Insidens sifilis di berbagai negeri di seluruh dunia pada tahun 1996 berkisar antara 0,04-0,52%.
Insidens yang terendah di Cina, sedangkan yang tertinggi di Amerika Selatan. Di Indonesia
insidensnya 0,61%.

Gejala dan tanda dari sifilis banyak dan berlainan, sebelum perkembangan tes serologikal,
diagnosis sulit dilakukan dan penyakit ini sering disebut “Peniru Besar” karena sering dikira
penyakit lainnya. Data yang dilansir Departemen Kesehatan menunjukkan penderita sifilis
mencapai 5.000 – 10.000 kasus per tahun. Sementara di Cina, laporan menunjukkan jumlah
kasus yang dilaporkan naik dari 0,2 per 100.000 jiwa pada tahun 1993 menjadi 5,7 kasus per
100.000 jiwa pada tahun 2005. Di Amerika Serikat, dilaporkan sekitar 36.000 kasus sifilis tiap
tahunnya, dan angka sebenarnya diperkiran lebih tinggi. Sekitar tiga per lima kasus terjadi
kepada lelaki.

Etiologi
Pada tahun 1905 penyebab sifilis ditemukan oleh Schaudinn dan Hoffman ialah Treponema
pallidum yang termasuk dlam ordo Spirochaetales, familia Spirochaetaceae, dan genus
Treponema. Bentuknya sebagai spiral teratur, panjangnya antara 6,15um, lebar 0,15um, terdiri
atas delapan sampai dua puluh empat lekukan. Gerakannya berupa rotasi sepanjang aksis dan
maju seperti gerakan pembuka botol. Membiak secara pembelahan melintang, pada stadium aktif
terjadi setiap 30 jam. Pembiakan pada umumnya tidak dapat dilakukan di luar badan.
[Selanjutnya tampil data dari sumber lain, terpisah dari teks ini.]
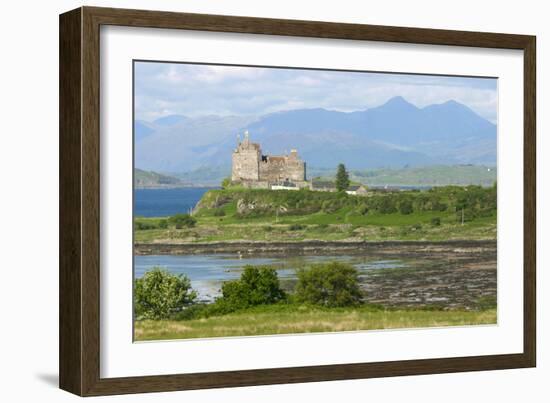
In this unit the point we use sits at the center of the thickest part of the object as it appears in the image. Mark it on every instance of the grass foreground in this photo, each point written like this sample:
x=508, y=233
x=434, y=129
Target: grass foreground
x=285, y=319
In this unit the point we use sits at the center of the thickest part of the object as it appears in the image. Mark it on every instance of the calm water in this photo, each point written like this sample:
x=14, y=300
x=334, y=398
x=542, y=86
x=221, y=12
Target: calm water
x=166, y=202
x=207, y=272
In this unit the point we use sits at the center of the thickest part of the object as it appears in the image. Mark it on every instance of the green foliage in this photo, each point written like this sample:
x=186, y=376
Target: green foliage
x=226, y=183
x=142, y=225
x=406, y=207
x=257, y=286
x=332, y=284
x=296, y=227
x=363, y=209
x=159, y=294
x=342, y=178
x=182, y=220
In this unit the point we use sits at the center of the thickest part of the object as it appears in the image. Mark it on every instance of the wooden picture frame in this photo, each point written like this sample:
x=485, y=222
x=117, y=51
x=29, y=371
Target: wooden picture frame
x=79, y=280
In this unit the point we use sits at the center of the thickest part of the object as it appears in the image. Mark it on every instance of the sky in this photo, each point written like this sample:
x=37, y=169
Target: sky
x=193, y=90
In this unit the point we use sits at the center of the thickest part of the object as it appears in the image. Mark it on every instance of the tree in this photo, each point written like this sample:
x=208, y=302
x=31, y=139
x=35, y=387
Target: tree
x=342, y=178
x=406, y=206
x=182, y=220
x=332, y=284
x=226, y=183
x=159, y=294
x=257, y=286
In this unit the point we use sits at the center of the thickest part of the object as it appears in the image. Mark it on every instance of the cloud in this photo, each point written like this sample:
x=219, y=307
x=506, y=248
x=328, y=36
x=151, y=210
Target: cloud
x=194, y=90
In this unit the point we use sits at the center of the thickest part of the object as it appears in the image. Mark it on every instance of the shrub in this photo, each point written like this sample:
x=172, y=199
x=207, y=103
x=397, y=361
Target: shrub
x=159, y=294
x=363, y=209
x=182, y=220
x=332, y=284
x=226, y=183
x=143, y=225
x=342, y=178
x=257, y=286
x=405, y=207
x=387, y=205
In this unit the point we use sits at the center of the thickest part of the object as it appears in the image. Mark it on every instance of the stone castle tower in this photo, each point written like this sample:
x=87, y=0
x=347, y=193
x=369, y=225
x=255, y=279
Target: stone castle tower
x=252, y=168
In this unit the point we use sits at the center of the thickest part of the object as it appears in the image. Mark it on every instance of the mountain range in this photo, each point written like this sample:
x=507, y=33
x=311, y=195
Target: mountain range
x=395, y=134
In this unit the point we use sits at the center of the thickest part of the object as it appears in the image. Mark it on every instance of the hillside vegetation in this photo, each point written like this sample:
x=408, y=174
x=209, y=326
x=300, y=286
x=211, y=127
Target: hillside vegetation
x=234, y=214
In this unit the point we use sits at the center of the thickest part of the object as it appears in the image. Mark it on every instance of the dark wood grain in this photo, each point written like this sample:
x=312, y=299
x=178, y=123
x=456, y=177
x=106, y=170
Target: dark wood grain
x=70, y=273
x=80, y=196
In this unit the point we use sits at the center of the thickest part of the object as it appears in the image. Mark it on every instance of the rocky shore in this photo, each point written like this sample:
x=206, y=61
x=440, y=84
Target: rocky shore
x=319, y=247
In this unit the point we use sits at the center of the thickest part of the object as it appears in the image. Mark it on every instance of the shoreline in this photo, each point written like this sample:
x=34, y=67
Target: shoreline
x=318, y=247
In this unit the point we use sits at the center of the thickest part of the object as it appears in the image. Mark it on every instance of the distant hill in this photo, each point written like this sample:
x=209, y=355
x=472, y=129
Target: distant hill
x=434, y=175
x=437, y=175
x=393, y=135
x=147, y=179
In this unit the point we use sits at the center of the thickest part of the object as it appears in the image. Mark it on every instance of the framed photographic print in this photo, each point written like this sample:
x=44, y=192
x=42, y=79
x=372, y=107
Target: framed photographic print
x=249, y=201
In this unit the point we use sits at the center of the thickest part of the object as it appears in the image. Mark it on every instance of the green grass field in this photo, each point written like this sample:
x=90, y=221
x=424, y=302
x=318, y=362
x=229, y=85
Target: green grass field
x=307, y=215
x=284, y=319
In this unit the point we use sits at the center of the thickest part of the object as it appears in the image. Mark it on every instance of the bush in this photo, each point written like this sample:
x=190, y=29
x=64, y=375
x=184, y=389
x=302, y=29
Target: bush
x=143, y=225
x=182, y=220
x=296, y=227
x=332, y=284
x=257, y=286
x=363, y=209
x=159, y=294
x=405, y=207
x=226, y=183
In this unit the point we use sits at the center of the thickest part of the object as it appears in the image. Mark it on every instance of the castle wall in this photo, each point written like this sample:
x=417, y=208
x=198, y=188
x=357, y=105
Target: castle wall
x=249, y=165
x=245, y=165
x=279, y=169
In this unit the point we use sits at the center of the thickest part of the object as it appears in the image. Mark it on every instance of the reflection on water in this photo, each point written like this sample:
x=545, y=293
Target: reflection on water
x=207, y=272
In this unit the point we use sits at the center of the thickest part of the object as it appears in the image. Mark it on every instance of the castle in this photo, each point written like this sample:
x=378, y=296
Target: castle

Di luar
badan kuman tersebut cepat mati, sedangkan dalam darah untuk transfusi dapat hidup 72 jam.

Klasifikasi

Klasifikasi menurut WHO berdasarkan faktor epidemiologi :

 Sifilis dini

 Sifilis lanjut

 Sifilis dini

 Perjalanan penyakit < 2 tahun

 Bersifat menular

 Masih ditemukan kuman Treponema pallidum di lesi kulit

 Sifilis lanjut

 Perjalanan penyakit > 2 tahun

 Bersifat tidak menular

 Tidak ditemukan kuman di lesi kulit, kecuali ibu hamil yang menderita stadium
lanjut,  Treponema pallidum dapat melalui plasenta masuk ke tubuh janin.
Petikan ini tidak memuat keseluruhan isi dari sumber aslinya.